The distant sirens quickly change my mind, my fear leveling the moral high ground I like to believe I have. That I need to believe I have, to hold on to whatever’s left of my humanity. The smell of gasoline is so strong now that I can barely think straight.

I walk toward the van. Naomi’s already in the back, where there are two rows of seats and a pile of suitcases and duffel bags and a giant cooler.

“We should hurry,” Ilie says. “We will need to go fast.”

“Sloane,” Naomi says, curling up next to Tatiana in the back seat. “Get in.”

The sirens are loud. Getting closer.

And there’s a flickering in my peripheral vision. I turn toward the convenience store, and through the windows I can see the fire burning inside.

“Okay, fine!” I say, jumping into the van. I go to the middle row, because it’s empty.

“Leave the door open for Henry,” Elisa says.

Ilie slaps the side of the van. He calls out to Henry in a language I don’t understand. Henry nods, letting the gas pump drop. When he gets to the van, he lights his cigarette, takes a drag, then flicks it, at the exact moment the convenience store windows burst.

Everything goes up. Flames come hurtling toward us. Henry closes the door, and Ilie puts the van in reverse. The road is blocked by a fallen power line, and there’s a queue of cars on the other side of it. Ilie pulls a U-turn and drives onto the curb, past the car wreck right as it catches fire, then cuts across an empty lot.

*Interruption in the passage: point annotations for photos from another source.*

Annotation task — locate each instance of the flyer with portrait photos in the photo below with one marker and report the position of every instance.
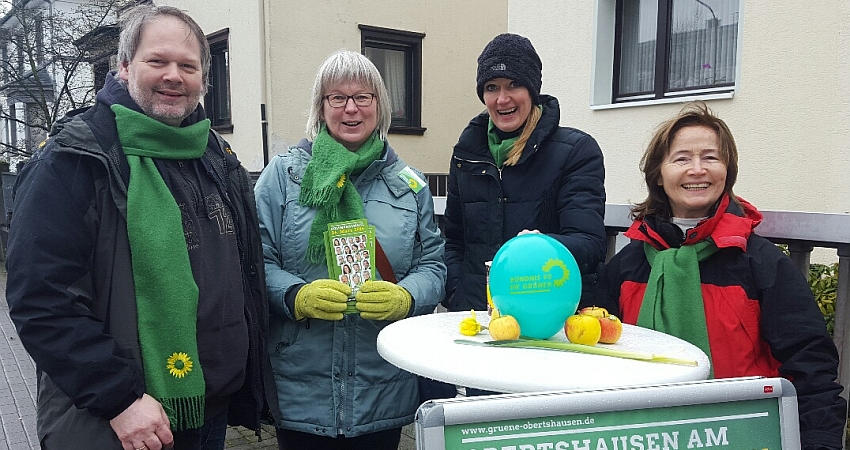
(350, 251)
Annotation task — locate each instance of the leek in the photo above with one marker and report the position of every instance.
(580, 348)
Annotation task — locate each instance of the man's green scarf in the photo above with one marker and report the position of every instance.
(327, 185)
(673, 301)
(166, 293)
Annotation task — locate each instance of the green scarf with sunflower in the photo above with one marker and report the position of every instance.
(327, 185)
(166, 293)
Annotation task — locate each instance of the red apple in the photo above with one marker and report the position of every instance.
(595, 311)
(612, 329)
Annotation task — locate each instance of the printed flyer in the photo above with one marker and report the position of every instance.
(350, 251)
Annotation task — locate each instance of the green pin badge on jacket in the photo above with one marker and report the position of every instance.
(414, 181)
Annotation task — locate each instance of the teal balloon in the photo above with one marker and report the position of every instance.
(535, 279)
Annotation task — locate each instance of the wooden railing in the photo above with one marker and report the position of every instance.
(802, 232)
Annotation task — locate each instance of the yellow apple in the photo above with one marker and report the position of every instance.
(583, 329)
(504, 328)
(595, 311)
(612, 329)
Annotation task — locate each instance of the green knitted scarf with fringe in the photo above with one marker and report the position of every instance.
(673, 301)
(166, 293)
(327, 185)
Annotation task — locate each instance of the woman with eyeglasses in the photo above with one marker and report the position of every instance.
(335, 390)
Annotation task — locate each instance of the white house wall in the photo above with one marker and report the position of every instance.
(790, 113)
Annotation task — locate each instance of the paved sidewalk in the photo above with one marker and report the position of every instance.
(18, 393)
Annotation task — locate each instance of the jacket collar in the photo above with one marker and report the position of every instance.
(730, 226)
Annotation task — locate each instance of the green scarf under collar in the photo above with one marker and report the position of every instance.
(673, 301)
(327, 185)
(166, 293)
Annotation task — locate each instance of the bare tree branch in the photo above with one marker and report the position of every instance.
(46, 67)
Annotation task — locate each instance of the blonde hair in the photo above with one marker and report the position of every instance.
(519, 145)
(346, 66)
(695, 114)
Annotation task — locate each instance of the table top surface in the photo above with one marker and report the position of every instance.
(425, 345)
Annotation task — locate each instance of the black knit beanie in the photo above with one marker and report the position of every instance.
(510, 56)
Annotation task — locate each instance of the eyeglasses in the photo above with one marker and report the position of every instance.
(339, 100)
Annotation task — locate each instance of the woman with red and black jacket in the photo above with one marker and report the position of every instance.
(696, 270)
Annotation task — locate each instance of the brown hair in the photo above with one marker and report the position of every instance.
(137, 17)
(692, 114)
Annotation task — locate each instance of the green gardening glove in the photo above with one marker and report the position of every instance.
(382, 300)
(322, 299)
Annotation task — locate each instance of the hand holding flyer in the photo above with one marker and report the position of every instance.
(350, 250)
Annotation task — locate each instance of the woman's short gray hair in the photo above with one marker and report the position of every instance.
(131, 33)
(341, 67)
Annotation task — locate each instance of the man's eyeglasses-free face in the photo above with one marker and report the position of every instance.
(339, 100)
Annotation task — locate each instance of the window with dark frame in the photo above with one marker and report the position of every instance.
(669, 48)
(398, 57)
(217, 100)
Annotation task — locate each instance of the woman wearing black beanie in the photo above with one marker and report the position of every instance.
(515, 170)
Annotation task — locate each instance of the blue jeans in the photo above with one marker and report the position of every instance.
(208, 437)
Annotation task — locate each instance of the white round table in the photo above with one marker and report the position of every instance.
(425, 345)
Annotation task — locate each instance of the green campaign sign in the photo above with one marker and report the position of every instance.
(741, 425)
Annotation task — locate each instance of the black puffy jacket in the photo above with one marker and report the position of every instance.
(70, 285)
(557, 187)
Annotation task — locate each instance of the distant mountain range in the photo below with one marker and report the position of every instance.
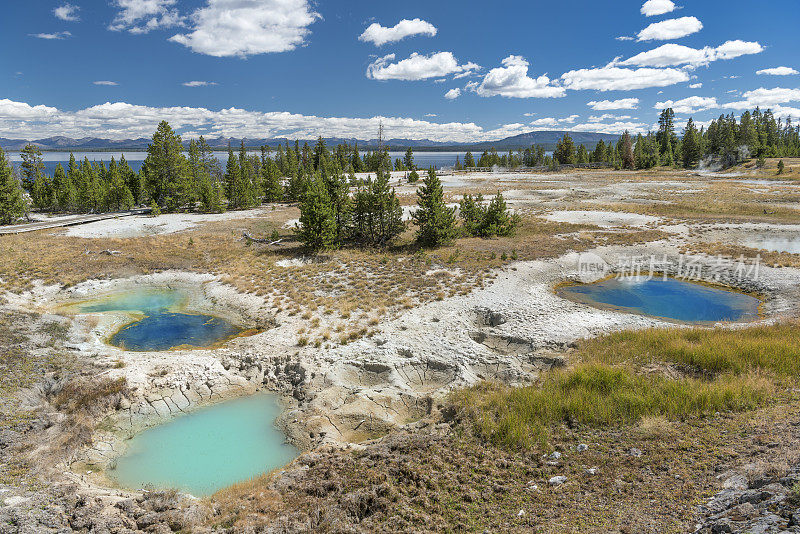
(95, 144)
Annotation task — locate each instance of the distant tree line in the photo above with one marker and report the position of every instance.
(171, 180)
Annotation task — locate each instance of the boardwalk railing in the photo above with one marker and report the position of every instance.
(72, 221)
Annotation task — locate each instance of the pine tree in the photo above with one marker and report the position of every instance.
(132, 180)
(435, 220)
(317, 227)
(233, 180)
(690, 146)
(498, 221)
(65, 195)
(166, 168)
(666, 131)
(338, 190)
(469, 160)
(565, 150)
(473, 214)
(408, 159)
(583, 155)
(12, 204)
(42, 192)
(599, 154)
(626, 151)
(118, 196)
(273, 190)
(32, 166)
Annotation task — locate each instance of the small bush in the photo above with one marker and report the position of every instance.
(86, 395)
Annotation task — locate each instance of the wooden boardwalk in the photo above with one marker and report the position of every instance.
(72, 221)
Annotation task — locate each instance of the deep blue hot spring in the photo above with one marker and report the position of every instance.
(162, 321)
(672, 299)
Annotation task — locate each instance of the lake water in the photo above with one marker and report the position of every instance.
(207, 450)
(422, 160)
(164, 324)
(668, 299)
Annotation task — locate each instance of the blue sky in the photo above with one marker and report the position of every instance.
(439, 70)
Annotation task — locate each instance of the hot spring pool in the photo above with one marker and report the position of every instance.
(162, 321)
(667, 299)
(207, 450)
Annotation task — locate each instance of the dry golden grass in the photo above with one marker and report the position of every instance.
(768, 257)
(722, 200)
(351, 283)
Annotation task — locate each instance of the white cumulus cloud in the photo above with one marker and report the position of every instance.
(690, 104)
(380, 35)
(765, 98)
(607, 116)
(52, 36)
(246, 27)
(417, 67)
(622, 103)
(670, 29)
(671, 54)
(198, 83)
(143, 16)
(67, 12)
(657, 7)
(121, 120)
(611, 78)
(512, 81)
(778, 71)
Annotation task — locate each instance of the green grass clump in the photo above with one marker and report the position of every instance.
(772, 349)
(598, 395)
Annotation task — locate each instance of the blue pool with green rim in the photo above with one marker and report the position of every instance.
(161, 321)
(207, 450)
(671, 299)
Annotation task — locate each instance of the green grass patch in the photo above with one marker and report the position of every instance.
(599, 395)
(771, 349)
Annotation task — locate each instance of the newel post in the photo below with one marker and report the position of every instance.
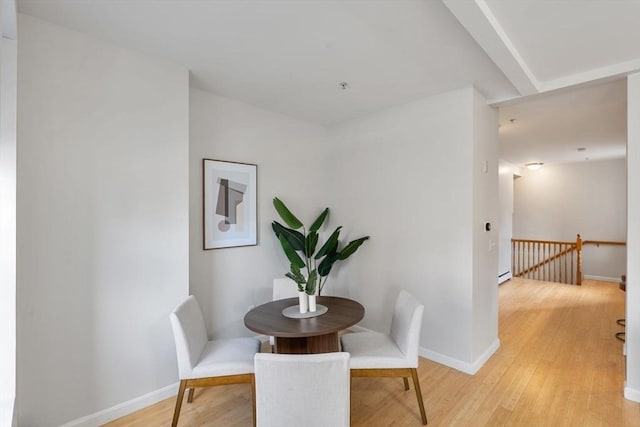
(579, 249)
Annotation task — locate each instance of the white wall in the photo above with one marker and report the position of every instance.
(102, 222)
(8, 62)
(506, 175)
(289, 155)
(405, 176)
(632, 386)
(484, 323)
(557, 202)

“Just relax,” Ilie says as he picks up speed. I close my eyes so I can’t see the explosion, but I can hear it. I’ll be hearing it forever, ringing in my ears, echoing in my fucking soul.

“All done,” Elisa says, clapping twice. She turns around and looks at me. “Behind us. Literally and figuratively.”

I’m nauseous, but I don’t know if I can puke with only blood in my system. I want to expel whatever’s inside me, be rid of it all. Eradicate this horror. This guilt. This fear.

“Such brats. You should be thanking us,” Tatiana says. She whispers in my ear, “We cleaned up your mess.”

“You just set a gas station on fire,” I say. “I wouldn’t call that cleaning up a mess.”

Naomi giggles in the back seat, still buzzing on that guy’s bourbon-laced blood.

“No evidence, only ash,” Henry says.

I won’t look at him. I won’t look at any of them. I stare down at my hands, shaking in my lap. There’s a second explosion, and I think of the Texas City disaster, the worst industrial accident in US history. In 1947, two ships carrying ammonium nitrate exploded at the port, first the SS Grandcamp and later the SS High Flyer . The damage leveled almost a thousand buildings, killed more than four hundred people, injured many more. The second explosion was caused by the first, which was caused—historians think—by a discarded cigarette.

“It was an accident,” I say to myself. “It was an accident.”

“Don’t be sad,” Ilie says. “These things, they come up. We get in pickle; we get out. We move on. It is life.”

“What just happened was always going to happen,” Elisa says, again turning around, this time putting her hand on my knee. I pull away. “When you’ve lived as long as we have, you come to understand there are greater forces in the universe. Someday you will look back on this night and be grateful, know it was necessary.”

“If I’m ever grateful for tonight, I hope someone kills me,” I say.

“Sloane likes to think about death,” Naomi says, hiccuping. “Because she came so close. She took the rejection pretty hard.”

It’s the meanest thing she’s ever said to me, and I doubt she’ll even remember in the morning.

“What do you think, Drago?” Ilie says. “We go to the castle and get the bus?”

“Yes,” Henry says. “To the castle.”

“The castle,” Naomi sings. “Sounds fucking magical.”

“Yeah,” I say to the van door. “Happily ever after.”